Il fariseo del Vangelo si vantava e si giustificava con orgoglio. Accusava gli altri e si considerava migliore di loro (…). Eccoli i segni dell’orgoglio che Dio riconosce da lontano (cf. Sal 138,6), ma non perdona. Lungi dall’accusarsi, quest’uomo loda se stesso. Invece di pregare Dio, si burla di colui che lo glorifica. E quando gli rende grazie, non pensa ai doni di Dio, ma ai suoi meriti.

“Il pubblicano invece resta a distanza”, con l’umile sentimento che non è degno di avvicinarsi, “e non osa nemmeno alzare gli occhi al cielo” per modestia, poiché ha coscienza della sua indegnità di peccatore, il peccato gli impedisce di guardare al cielo. Il dolore del pentimento fa sì che “si batte il petto” dove trova l’origine di ogni male e dice accusandosi umilmente: “Tu che puoi tutto, “Mio Dio, abbi pietà di me che sono peccatore” (lc 18,13). Questa accusa di sé, questa confessione chiara e semplice porta al peccatore il perdono delle sue colpe. Ecco i segni dell’umiltà sulla quale Dio volge lo sguardo e che riconosce. (…)

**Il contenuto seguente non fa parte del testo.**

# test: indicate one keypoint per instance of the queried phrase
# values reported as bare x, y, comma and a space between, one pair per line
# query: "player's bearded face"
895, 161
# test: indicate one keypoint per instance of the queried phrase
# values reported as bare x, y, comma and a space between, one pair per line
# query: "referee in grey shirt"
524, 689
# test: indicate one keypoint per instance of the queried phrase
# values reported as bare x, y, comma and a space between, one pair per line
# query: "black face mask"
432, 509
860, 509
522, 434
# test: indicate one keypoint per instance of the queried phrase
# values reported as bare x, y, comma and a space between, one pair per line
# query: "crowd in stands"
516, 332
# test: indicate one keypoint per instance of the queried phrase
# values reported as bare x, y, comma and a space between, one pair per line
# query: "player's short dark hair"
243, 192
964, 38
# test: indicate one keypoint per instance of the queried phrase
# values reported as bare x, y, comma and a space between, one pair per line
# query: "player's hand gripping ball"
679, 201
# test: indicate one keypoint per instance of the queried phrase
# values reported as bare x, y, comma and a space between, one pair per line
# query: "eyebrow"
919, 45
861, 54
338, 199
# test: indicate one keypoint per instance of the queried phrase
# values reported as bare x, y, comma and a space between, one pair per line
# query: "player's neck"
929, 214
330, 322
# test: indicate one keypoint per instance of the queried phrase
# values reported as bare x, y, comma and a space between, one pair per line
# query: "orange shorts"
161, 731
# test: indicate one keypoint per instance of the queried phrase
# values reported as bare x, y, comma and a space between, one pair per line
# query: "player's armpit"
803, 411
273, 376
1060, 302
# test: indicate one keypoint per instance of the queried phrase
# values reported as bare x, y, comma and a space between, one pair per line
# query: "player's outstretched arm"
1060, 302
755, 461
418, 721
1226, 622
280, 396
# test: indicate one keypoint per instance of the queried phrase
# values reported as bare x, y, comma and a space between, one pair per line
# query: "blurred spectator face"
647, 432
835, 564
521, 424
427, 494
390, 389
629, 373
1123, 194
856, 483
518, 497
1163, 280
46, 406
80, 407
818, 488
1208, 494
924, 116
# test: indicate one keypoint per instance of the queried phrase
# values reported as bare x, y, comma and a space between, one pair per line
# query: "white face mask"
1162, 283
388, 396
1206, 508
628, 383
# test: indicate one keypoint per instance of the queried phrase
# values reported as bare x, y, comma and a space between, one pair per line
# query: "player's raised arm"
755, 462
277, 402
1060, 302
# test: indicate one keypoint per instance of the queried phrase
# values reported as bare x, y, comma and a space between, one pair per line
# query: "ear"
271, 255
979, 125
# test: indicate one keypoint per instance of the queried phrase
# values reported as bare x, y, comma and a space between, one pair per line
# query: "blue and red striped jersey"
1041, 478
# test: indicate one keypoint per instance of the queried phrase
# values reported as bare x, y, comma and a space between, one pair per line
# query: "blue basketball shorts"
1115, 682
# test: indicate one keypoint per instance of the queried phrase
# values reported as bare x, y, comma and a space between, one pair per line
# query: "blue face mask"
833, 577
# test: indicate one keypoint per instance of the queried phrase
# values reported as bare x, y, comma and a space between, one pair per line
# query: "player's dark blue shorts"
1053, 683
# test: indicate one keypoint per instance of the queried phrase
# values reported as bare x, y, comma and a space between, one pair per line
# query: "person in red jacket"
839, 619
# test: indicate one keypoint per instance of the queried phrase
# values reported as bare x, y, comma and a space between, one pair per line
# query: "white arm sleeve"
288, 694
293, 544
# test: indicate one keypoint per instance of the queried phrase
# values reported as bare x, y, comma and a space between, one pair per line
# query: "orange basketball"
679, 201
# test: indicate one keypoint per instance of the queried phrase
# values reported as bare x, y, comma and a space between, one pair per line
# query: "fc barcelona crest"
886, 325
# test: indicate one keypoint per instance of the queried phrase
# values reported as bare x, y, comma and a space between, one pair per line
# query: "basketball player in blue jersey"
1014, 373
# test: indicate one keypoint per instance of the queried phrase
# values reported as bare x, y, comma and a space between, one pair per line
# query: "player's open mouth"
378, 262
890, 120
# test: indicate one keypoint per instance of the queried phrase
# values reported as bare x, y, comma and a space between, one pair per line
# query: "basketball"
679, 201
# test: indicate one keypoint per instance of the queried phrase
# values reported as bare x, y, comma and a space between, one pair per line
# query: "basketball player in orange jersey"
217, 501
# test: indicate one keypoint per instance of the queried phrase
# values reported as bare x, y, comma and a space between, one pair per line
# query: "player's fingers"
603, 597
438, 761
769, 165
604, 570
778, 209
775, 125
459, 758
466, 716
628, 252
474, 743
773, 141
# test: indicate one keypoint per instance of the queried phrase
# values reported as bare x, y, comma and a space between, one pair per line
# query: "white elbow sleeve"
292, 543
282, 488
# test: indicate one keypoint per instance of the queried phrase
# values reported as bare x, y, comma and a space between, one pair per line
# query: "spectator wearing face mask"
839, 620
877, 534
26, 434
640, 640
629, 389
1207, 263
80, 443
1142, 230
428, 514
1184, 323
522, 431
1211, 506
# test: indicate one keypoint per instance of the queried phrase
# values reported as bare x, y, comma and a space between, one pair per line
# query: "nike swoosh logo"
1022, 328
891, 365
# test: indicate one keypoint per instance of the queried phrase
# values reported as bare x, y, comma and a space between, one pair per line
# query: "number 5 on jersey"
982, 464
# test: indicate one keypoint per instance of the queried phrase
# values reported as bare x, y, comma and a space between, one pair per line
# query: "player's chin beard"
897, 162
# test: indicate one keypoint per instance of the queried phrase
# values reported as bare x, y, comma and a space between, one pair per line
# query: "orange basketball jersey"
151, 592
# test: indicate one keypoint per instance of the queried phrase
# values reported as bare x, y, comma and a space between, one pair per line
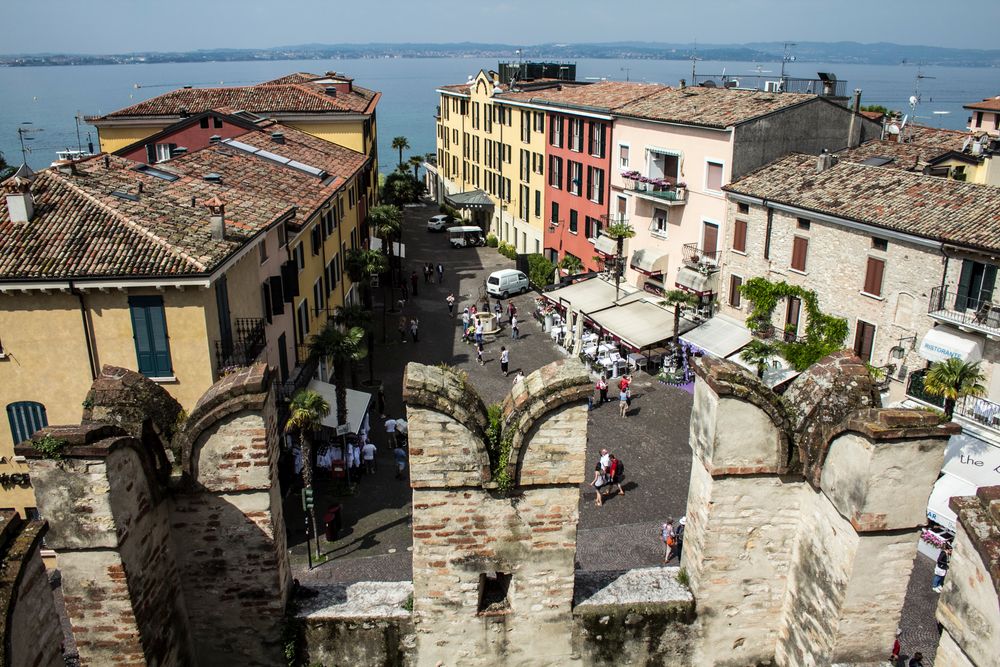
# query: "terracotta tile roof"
81, 229
989, 104
711, 107
604, 95
936, 208
289, 97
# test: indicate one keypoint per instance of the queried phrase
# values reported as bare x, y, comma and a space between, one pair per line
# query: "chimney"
217, 221
825, 161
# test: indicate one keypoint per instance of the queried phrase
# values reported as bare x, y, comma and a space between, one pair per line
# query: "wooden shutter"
740, 235
873, 276
800, 248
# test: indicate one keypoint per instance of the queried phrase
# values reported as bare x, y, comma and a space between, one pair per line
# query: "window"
303, 320
149, 330
864, 339
26, 417
735, 297
575, 170
873, 276
740, 235
597, 139
800, 249
713, 176
576, 134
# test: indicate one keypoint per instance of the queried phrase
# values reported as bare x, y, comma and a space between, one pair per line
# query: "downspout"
87, 330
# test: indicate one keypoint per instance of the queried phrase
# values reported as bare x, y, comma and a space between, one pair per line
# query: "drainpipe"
87, 330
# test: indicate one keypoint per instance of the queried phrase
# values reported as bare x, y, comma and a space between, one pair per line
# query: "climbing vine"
824, 333
498, 446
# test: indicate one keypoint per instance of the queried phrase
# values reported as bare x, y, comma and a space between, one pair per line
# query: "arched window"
25, 418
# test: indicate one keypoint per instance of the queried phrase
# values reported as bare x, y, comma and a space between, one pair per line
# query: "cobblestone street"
651, 441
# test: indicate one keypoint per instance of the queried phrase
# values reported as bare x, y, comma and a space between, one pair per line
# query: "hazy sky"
114, 26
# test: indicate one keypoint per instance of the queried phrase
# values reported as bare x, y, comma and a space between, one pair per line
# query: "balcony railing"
696, 258
964, 310
248, 341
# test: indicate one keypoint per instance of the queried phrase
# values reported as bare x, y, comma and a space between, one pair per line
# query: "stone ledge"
362, 600
979, 515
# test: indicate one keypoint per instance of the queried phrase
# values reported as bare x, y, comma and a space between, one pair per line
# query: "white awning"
941, 343
592, 294
649, 261
720, 336
973, 460
357, 405
639, 324
606, 245
945, 488
696, 281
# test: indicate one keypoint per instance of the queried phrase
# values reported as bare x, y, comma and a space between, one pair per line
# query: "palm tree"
758, 353
401, 144
341, 348
678, 299
307, 411
953, 379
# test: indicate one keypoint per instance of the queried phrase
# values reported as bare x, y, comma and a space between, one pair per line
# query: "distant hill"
882, 53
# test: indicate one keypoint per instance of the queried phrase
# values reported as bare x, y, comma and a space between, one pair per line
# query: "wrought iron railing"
696, 258
247, 343
915, 389
963, 308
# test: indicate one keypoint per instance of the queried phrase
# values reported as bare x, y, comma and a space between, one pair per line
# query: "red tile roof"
710, 107
82, 229
936, 208
989, 104
289, 94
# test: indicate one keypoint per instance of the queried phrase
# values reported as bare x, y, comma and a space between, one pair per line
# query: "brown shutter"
800, 248
740, 236
873, 276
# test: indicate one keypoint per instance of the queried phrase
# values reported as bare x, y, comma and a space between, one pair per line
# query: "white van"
506, 282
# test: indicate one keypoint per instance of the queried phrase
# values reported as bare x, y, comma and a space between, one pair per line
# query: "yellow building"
215, 258
328, 106
495, 145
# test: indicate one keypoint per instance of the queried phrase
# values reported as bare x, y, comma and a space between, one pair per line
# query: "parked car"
506, 282
466, 237
438, 223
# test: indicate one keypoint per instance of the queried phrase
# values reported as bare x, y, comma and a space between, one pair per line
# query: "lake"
50, 97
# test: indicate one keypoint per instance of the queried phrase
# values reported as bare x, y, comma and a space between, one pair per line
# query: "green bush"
540, 270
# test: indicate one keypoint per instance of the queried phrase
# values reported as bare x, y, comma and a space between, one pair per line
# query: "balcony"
700, 260
656, 190
965, 311
247, 342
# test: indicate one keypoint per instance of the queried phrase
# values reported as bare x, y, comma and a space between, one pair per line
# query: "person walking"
667, 537
941, 568
368, 454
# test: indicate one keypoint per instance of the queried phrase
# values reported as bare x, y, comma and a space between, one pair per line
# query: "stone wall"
969, 606
797, 539
31, 631
470, 537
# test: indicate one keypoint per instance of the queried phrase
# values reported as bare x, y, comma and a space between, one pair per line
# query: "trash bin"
333, 522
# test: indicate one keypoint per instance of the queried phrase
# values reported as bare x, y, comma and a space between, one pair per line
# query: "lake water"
49, 97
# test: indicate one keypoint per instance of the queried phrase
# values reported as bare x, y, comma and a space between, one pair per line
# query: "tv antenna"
21, 132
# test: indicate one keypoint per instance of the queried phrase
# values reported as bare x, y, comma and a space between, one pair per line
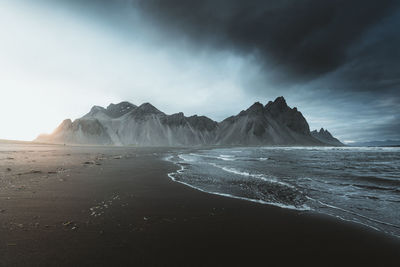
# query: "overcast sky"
338, 62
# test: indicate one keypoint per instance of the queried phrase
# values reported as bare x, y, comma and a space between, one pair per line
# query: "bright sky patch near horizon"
58, 59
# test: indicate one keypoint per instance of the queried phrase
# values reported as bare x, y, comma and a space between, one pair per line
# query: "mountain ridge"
127, 124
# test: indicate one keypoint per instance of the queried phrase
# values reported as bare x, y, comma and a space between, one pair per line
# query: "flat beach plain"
116, 206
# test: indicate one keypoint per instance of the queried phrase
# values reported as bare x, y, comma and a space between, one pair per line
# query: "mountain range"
127, 124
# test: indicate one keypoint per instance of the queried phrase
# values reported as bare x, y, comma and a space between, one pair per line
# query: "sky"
338, 62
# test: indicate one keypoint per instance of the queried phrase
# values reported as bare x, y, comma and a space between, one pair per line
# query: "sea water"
355, 184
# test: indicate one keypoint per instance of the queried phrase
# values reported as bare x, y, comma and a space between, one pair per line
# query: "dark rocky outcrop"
126, 124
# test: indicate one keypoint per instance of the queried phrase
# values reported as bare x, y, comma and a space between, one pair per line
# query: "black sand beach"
110, 206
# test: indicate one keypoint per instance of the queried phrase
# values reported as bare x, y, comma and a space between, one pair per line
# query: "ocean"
361, 185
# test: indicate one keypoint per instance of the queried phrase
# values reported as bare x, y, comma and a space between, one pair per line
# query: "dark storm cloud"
300, 39
338, 58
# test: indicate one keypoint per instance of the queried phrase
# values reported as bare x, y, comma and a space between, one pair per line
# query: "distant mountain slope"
127, 124
326, 137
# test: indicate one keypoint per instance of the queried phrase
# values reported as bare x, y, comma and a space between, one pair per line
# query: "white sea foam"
254, 175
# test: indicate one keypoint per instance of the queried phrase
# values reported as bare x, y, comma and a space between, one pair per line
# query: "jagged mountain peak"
124, 124
146, 109
278, 105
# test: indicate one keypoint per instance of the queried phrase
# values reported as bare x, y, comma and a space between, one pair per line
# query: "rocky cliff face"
326, 137
126, 124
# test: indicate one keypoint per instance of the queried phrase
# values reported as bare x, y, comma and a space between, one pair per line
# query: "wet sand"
110, 206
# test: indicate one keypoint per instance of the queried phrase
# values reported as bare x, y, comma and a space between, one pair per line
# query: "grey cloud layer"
331, 50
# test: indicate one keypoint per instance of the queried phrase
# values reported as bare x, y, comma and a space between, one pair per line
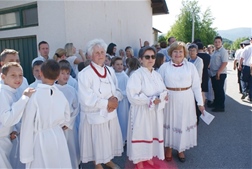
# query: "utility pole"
192, 26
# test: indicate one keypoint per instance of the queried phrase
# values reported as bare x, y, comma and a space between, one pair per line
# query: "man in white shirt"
165, 50
246, 78
43, 47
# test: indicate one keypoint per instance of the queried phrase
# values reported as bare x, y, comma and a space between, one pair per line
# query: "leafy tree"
162, 38
236, 43
182, 28
227, 45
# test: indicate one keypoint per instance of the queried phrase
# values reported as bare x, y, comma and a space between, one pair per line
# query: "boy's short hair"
6, 67
5, 52
42, 42
37, 63
114, 59
50, 69
65, 65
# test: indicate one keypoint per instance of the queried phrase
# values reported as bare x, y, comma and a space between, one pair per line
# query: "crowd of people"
87, 108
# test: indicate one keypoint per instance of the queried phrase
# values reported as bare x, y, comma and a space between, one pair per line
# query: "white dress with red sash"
145, 125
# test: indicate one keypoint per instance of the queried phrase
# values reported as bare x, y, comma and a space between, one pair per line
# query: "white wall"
60, 22
120, 22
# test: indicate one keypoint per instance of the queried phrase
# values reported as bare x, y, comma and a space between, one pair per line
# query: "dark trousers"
239, 77
246, 80
218, 88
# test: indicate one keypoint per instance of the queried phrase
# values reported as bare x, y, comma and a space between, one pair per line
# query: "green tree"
227, 46
236, 44
162, 38
182, 28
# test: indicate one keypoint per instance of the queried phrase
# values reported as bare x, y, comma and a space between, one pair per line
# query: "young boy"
123, 106
11, 55
42, 140
36, 69
10, 111
70, 93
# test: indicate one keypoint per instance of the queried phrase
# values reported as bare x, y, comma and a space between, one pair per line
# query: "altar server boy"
11, 110
42, 140
71, 96
123, 105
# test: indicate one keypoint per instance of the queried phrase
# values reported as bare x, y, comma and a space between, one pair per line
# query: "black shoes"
218, 110
244, 95
181, 159
211, 105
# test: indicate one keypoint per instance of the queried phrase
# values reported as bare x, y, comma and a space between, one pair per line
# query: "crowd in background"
87, 108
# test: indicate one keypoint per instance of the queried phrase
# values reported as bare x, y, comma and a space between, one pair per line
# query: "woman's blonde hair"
69, 49
177, 45
59, 52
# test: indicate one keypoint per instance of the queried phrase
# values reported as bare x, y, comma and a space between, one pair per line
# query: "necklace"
98, 74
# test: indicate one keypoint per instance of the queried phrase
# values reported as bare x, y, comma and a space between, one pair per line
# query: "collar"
6, 87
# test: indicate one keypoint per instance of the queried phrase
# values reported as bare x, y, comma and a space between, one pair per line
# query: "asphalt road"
224, 144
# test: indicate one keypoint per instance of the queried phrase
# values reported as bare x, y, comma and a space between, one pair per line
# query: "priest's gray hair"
95, 42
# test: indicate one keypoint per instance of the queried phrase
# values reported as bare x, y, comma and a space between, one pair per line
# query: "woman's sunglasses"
148, 57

Quale il frutto di questo comportamento? Dio perdona al pubblicano ciò di cui si accusava, e costui se ne andò giustificato. (…) E’ diventato giusto a buon diritto, poiché il fariseo presumeva la sua giustizia, mentre il pubblicano la possedeva realmente. Quello era giustificato ai suoi occhi dalle sue opere; questi lo era da Dio per la sua fede. Quello si gloriava orgogliosamente dei suoi beni; questi riconosce umilmente il suo male. Meglio l’umile peccatore che il giusto orgoglioso, perché dal momento che il peccatore si umilia, non è più peccatore; e dal momento che il giusto s’inorgoglisce cessa di essere giusto. Non bisogna quindi gloriarsi delle proprie azioni, ma affidarsi umilmente alla grazia.